The 2017 legislation kept the seven tax brackets that were in effect prior to 2017, but blissfully lowered five of the seven tax rates. If Congress allows the 2017 tax cuts to expire (shudder), rates will return to pre-2017 levels. Or if extended or revised. So, what particular tax rate did you pay under current law? The 2017 legislation widened the seven brackets, such that taxpayers could earn more money before finding themselves in the next higher tax bracket. And, finally, those seven brackets were subject to annual inflation adjustments.

 

High and Low Earners

As our Congress weighs in on extending the 2017 tax cuts, the dialogue includes the possibility of raising the top income tax rate (i.e., soaking the affluent a bit more). Hard to believe because IRS data from a year back shows that the top 1% of filers paid 40.4% of income tax revenue. And the top 10% covered 72%. That seems progressive enough for this old boy. By the way, at the other end of the tax ladder, the bottom 50%, combined, paid 3% of the income tax revenue, probably less tax revenue than its collection cost.

 

The lowest bracket (10%) rate takes effect at the first dollar of adjusted gross income, which is income after benefits - such as the standard or itemized deductions - are applied.
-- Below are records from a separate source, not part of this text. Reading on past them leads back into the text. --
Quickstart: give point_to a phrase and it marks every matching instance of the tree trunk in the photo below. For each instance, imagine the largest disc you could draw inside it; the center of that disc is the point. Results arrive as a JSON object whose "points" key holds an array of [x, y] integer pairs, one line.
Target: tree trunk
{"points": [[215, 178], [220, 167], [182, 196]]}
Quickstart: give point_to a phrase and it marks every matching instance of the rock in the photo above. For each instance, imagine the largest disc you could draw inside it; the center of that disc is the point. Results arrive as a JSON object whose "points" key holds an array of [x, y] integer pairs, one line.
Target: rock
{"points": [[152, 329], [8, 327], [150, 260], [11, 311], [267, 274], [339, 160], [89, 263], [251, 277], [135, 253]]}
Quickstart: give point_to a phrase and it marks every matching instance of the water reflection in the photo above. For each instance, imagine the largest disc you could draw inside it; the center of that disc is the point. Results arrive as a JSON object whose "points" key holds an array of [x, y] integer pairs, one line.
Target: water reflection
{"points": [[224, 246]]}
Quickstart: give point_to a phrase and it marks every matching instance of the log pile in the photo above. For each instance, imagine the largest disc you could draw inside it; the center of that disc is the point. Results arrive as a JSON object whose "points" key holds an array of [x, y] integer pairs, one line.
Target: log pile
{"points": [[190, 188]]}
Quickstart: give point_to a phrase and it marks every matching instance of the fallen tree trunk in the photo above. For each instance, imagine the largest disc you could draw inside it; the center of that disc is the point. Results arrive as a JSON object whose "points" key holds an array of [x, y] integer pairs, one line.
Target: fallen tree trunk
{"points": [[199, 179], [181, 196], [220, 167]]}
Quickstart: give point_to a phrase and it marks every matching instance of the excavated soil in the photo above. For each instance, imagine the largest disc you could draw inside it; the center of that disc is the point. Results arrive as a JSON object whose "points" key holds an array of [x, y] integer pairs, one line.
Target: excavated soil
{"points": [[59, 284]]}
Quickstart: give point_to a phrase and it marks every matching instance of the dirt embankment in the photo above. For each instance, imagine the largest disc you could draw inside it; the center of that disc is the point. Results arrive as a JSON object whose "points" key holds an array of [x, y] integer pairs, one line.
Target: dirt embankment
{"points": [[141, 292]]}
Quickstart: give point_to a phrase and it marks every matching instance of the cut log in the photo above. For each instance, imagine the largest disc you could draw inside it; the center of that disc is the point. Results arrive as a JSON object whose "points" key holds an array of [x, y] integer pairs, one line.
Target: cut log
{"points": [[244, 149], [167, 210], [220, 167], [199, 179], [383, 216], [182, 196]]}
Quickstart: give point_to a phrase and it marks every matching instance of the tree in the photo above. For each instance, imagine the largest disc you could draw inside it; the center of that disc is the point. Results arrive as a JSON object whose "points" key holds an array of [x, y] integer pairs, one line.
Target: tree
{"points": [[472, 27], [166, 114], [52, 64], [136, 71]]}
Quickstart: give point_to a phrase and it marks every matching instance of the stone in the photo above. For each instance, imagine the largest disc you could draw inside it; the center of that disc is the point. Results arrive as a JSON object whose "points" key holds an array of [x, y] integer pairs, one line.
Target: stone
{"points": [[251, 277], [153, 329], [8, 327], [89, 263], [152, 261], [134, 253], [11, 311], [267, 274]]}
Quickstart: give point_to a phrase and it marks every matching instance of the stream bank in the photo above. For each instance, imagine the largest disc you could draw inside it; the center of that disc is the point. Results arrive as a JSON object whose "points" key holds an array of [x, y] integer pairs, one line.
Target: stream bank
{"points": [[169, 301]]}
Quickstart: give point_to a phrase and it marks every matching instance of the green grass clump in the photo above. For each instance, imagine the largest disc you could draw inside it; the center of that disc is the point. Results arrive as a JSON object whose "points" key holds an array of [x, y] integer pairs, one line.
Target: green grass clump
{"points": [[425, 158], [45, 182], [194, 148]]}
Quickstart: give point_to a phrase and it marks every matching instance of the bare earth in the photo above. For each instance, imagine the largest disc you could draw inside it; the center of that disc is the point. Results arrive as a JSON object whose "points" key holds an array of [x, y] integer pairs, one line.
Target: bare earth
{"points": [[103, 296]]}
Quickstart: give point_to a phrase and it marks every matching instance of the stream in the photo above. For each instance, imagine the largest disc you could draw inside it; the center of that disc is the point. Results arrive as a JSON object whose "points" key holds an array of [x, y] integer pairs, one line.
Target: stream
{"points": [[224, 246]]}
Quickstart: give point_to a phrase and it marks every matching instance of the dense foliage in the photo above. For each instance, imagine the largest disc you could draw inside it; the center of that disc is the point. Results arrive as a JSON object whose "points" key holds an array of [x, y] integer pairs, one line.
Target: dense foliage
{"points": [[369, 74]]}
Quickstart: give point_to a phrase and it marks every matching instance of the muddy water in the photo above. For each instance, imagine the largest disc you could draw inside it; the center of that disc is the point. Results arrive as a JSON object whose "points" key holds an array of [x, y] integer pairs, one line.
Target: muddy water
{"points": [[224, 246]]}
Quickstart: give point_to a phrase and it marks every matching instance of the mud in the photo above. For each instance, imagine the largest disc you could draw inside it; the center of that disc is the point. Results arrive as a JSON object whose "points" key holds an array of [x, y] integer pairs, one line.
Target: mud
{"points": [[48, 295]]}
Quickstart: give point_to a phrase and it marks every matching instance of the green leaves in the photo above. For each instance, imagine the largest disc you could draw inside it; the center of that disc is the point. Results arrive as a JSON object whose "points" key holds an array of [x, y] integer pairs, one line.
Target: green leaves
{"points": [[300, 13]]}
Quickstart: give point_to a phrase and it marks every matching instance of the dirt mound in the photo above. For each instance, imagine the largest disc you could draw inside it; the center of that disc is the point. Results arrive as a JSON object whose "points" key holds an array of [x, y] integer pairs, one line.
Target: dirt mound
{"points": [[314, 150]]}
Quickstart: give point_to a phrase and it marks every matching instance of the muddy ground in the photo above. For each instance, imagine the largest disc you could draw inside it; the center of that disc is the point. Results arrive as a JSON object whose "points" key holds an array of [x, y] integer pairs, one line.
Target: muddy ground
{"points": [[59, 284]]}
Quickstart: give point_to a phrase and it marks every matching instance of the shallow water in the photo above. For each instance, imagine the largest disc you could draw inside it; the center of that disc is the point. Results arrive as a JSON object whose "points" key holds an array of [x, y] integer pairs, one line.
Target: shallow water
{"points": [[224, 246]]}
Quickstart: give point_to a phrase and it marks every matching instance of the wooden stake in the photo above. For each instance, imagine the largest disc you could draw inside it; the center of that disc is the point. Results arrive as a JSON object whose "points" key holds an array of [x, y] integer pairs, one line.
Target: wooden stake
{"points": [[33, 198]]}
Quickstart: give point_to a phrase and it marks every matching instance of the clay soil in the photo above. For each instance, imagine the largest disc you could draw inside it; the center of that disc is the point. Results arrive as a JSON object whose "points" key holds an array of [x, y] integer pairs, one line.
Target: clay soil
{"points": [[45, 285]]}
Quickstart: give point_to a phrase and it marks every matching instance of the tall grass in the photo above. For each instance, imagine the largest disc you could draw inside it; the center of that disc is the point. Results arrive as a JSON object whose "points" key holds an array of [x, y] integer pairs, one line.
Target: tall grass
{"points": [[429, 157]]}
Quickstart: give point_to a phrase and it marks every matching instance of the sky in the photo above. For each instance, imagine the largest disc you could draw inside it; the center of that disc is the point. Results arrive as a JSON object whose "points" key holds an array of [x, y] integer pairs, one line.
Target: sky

According to the IRS, under current law about 90% of taxpayers take the standard deduction. Other taxpayers itemize when they have deductions like charitable outlays, mortgage interest, property taxes, medical expenses, etc. that exceed the standard deduction. Other factors that can reduce one’s tax liability include tax-deductible IRA contributions, a 20% small business owner deduction, children, long-term capital gains, etc.  


One’s tax liability is based on the net of gross income and these standard, itemized and other deductions. As taxable income moves up the seven bracket ladder, each increment gets taxed at the earlier mentioned progressively higher rate. In short, one’s marginal rate is the highest rate that applies to a given taxpayer – what he or she pays on their last dollar of income.


In any event, keep encouraging your legislators to extend the 2017 tax cuts indefinitely.